Ruminations

Blog dedicated primarily to randomly selected news items; comments reflecting personal perceptions

Wednesday, January 30, 2008

Weather Report, Wind Warning

The weather forecast warns of a flash-freeze. We've already received a bounty of nature's winter-fierce offerings. Overnight freezing rain as the temperature rose from yesterday's high of -7-degrees C. Followed by rain, then ice pellets, and finally snow. Reports are coming in from all over the province, of hazardous driving conditions, fog and white-outs; treacherously icy highways. City buses late, or taken off their routes.

Local police forces and the Ontario Provincial Police plead with motorists to stay off the roads, if they can. School bus routes cancelled in rural areas. Municipal snow ploughs taken off the roads; too dangerous even for them. A series of fierce winter storms, wreaking havoc from the West coast to Canada's East. Giving Vancouver an unaccustomed snowbath, and Prince Edward Island a true winter headache with 95% residential power outage.

Wind whooshes through the tree tops, whirling them about, the trunks bowing in courtly response. Fir boughs turn themselves upward in response to the wind's obstreperous prompting, as though pleading for gentler treatment. The flat needles' undersides bright blue-green, against the darker green of their flip sides.

The huge old double-spired pine at the fork of the ravine trails, situated at the very bottom of the first long descent has a decided lean away from the creek behind it, toward the trail in front of it. Where we are wont to descend and ascend. The pine is a grand old tree, in fairly good shape, but its lower trunk at ground level, rising to roughly 6 feet on one side is bereft of bark, and appears hollow.

There have been countless emergency road closures on provincial highways, adversely affecting access for hydro crews attempting to restore lost power to various rural areas. Power outages in these temperatures and weather conditions hamper life in the most miserable way for tens of thousands of people whose energy source has been impaired.

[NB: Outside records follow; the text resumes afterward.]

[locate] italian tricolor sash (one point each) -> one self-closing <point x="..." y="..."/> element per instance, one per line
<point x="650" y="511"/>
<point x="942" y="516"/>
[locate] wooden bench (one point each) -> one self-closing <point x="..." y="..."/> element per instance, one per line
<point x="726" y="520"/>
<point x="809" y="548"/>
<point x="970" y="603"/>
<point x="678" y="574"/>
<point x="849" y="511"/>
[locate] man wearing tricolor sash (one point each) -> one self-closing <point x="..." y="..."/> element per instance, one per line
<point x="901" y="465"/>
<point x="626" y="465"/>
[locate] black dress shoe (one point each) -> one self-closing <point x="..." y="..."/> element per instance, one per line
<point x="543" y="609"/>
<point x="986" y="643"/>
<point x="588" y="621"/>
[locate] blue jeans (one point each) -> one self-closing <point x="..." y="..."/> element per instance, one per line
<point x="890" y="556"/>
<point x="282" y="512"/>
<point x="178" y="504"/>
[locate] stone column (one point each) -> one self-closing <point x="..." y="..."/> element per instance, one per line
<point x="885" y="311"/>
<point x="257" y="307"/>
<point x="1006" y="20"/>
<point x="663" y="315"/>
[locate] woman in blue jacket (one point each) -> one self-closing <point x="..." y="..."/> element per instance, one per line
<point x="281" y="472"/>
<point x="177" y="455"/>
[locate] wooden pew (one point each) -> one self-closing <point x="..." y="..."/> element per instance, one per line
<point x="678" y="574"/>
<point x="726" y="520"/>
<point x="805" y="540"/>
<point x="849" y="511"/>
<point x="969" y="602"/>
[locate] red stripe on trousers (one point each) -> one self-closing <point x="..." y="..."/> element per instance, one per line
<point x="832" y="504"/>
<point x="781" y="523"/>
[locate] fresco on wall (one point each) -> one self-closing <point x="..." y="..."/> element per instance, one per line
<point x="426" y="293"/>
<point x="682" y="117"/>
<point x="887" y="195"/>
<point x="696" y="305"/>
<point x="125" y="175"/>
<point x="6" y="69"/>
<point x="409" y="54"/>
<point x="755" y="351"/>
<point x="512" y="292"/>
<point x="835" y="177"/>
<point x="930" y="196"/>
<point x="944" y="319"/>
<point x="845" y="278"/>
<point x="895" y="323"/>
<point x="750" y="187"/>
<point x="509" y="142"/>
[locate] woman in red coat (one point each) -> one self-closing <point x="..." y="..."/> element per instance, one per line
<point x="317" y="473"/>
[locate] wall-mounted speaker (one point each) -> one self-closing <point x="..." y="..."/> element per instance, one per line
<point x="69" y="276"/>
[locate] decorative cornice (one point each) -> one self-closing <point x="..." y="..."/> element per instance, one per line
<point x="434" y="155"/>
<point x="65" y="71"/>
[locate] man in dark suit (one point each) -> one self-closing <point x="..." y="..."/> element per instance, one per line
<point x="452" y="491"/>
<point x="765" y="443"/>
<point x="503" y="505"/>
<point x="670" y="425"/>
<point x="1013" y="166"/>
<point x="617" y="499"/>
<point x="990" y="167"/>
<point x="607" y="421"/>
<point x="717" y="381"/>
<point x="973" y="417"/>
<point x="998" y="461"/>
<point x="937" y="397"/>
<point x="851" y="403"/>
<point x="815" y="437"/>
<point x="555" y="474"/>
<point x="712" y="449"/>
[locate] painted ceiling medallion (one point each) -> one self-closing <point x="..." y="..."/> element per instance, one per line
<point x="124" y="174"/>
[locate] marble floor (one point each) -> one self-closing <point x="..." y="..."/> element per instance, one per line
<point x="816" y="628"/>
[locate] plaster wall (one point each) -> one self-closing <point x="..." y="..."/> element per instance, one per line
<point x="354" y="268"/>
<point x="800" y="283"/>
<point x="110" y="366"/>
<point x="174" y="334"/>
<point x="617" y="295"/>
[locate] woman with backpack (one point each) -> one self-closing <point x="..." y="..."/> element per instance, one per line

No heat, no light, no water. The hydro authority warns that some residents may have to wait several days for resumption of power.

Ferociously gusting winds shriek above us as stubborn fall leaves still clinging to a stand of immature ironwood are loosed and whip across the trail. Earlier, standing beside our sliding doors looking onto the deck, I watched as an almost-transparent leaf appeared suddenly, thrust through the lattice. And, as though it was a desperate, sentient thing, found a place of refuge for itself, nestling between the deck floor boards and a bank of icy snow.

Wind chugs energetically about us in fierce gasps of frenzied gusts. I'm unable to stop my eyes from weeping, and dab at them continuously as we proceed along the snow-mounded, frozen and well-trodden trail, just lightly covered with the remnants of the last flurries. Earlier, the rain had already loosed and melted the snow accumulated on boughs and branches.

We peruse our close landscape, identifying the corpses of trees ready to keel over at the wind's insistence. The presence of these decade-old snags of various heights and volume - mostly birch which had suffered most egregiously from the '98 Ice Storm - makes for a wary ramble. They've been well punctured by woodpeckers, colonized by various types of lichen and fungi; sad remnants of once-beautiful tree specimens.

Tree trunks, like those of some ironwood, pin cherry, hawthorn and spruce are host to rich colonies of dark green moss. Alongside circular, brighter-green disks of lichen. A huge old poplar looks quite odd, its trunk glazed a grey-blue colour. A trick of the ambient light darkened by heavy overhead clouds - or, perhaps, remnants of the freezing rain that had slathered it overnight....?

The sky bustles, busy with dark grey-to-pewter clouds. Yet, on occasion the wind-harried clouds part company sufficiently to allow a glimpse of brightness above and beyond. Escaping sun rays even manage, fleetingly, to cast their brightness on the snowy terrain, bringing all the bumps and hollows into eerie relief.